Pauline Paget received a large fortune from her uncle, Colonel Oliver Hazard Payne (1839-1917), one of the founders and original directors of the Standard Oil Company. Shortly before her death she divided $4,000,000 (equivalent today to £75 Million) between her two daughters - but not Almeric.

In the middle of World War I, Pauline died at Esher, Surrey, after a three weeks' illness on 22 November 1916. She was buried in the church yard at St Mary’s Hertingfordbury, Hertfordshire (coincidentally the very church where my wife and I married).

In 1916 the work of the Corps was favourably inspected by Alfred Keogh, the Director General of the Army Medical Service. This inspection led directly to the Corps being asked to manage physiotherapy services in all military hospitals and convalescent camps. Convalescent services provided would be paid for by a government grant, until then the Corps and the services it provided had been privately funded by the Pagets.

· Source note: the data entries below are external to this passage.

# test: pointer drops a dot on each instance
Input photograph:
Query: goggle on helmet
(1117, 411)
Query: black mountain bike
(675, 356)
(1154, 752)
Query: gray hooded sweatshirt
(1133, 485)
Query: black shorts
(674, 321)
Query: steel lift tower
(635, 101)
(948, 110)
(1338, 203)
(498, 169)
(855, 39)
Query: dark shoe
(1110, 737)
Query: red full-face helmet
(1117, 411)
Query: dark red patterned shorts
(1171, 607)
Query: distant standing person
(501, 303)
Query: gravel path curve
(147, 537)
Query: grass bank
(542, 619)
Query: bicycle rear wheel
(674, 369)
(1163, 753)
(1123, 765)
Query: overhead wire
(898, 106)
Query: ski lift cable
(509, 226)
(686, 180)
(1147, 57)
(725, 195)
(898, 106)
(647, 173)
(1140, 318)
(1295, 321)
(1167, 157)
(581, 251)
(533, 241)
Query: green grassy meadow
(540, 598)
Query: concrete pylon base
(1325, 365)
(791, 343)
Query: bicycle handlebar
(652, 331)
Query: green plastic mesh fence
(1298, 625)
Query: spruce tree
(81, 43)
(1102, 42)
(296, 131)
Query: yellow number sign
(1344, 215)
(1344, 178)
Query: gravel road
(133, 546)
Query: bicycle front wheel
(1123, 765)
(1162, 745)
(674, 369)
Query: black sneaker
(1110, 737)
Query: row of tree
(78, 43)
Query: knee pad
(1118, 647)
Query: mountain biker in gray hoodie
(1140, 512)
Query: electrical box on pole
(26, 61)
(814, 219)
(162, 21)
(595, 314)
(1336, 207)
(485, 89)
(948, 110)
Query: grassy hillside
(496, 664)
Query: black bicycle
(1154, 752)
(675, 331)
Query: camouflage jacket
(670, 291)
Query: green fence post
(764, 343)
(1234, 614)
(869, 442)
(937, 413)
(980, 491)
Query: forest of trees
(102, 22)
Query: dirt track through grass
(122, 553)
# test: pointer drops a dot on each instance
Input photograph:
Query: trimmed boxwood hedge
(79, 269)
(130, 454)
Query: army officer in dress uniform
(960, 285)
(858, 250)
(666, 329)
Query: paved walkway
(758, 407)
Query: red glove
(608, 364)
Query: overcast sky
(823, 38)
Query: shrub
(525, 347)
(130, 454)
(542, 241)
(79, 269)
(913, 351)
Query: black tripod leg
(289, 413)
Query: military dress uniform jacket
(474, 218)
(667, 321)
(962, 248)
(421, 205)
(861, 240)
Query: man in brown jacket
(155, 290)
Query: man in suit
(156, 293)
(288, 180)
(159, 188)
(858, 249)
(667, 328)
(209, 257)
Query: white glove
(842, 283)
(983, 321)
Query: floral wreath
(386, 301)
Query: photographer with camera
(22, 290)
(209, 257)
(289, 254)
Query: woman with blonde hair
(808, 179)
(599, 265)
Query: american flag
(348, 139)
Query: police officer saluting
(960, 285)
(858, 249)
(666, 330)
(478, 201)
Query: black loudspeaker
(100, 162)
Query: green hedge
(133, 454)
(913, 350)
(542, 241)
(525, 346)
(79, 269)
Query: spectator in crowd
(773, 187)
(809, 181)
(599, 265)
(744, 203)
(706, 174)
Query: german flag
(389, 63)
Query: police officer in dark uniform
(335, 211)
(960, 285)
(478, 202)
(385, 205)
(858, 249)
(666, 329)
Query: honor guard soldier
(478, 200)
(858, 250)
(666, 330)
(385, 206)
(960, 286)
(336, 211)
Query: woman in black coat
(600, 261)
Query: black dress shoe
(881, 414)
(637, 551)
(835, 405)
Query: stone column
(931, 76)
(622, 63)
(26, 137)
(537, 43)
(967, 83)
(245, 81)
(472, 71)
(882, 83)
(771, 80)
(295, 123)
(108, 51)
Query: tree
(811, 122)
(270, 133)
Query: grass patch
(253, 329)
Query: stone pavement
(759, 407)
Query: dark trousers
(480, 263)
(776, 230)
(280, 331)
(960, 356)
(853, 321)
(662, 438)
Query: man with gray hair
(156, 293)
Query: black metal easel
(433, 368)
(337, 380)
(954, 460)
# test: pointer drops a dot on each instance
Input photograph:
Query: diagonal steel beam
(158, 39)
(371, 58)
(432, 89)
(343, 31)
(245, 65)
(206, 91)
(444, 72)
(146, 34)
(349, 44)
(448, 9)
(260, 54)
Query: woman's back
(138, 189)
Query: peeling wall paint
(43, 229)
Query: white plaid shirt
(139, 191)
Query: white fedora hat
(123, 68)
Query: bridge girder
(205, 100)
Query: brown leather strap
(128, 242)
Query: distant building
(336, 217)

Until 1917 all Corps members were UK based but from January 1917 onwards members could volunteer to work overseas and by the end of the war 56 members of the Corps had or were working abroad in Italy and France.

By 1919 over 2,000 masseuses and masseurs were at work and just under 3,400 had been engaged by the Corps at some point during the war.

The Corps came to an end in January 1919 when a formal “Military Massage Service” was formed under the auspices of the Army and Pensions Massage Association. All members of the Almeric Paget Military Massage Corps were given the option to join the new Service which was controlled jointly by the War Office and the Ministry of Pensions.

An injured soldier receiving treatment at Alder Hey Hospital

After the war, clinics were continued in the poorer parts of London, with treatment provided for all who applied.

In 1920, Almeric Paget was appointed treasurer of the League of Nations Union.

Almeric died 22 September 1949 (aged 88) in Hatfield, Hertfordshire.

A fitting local end to this amazing story!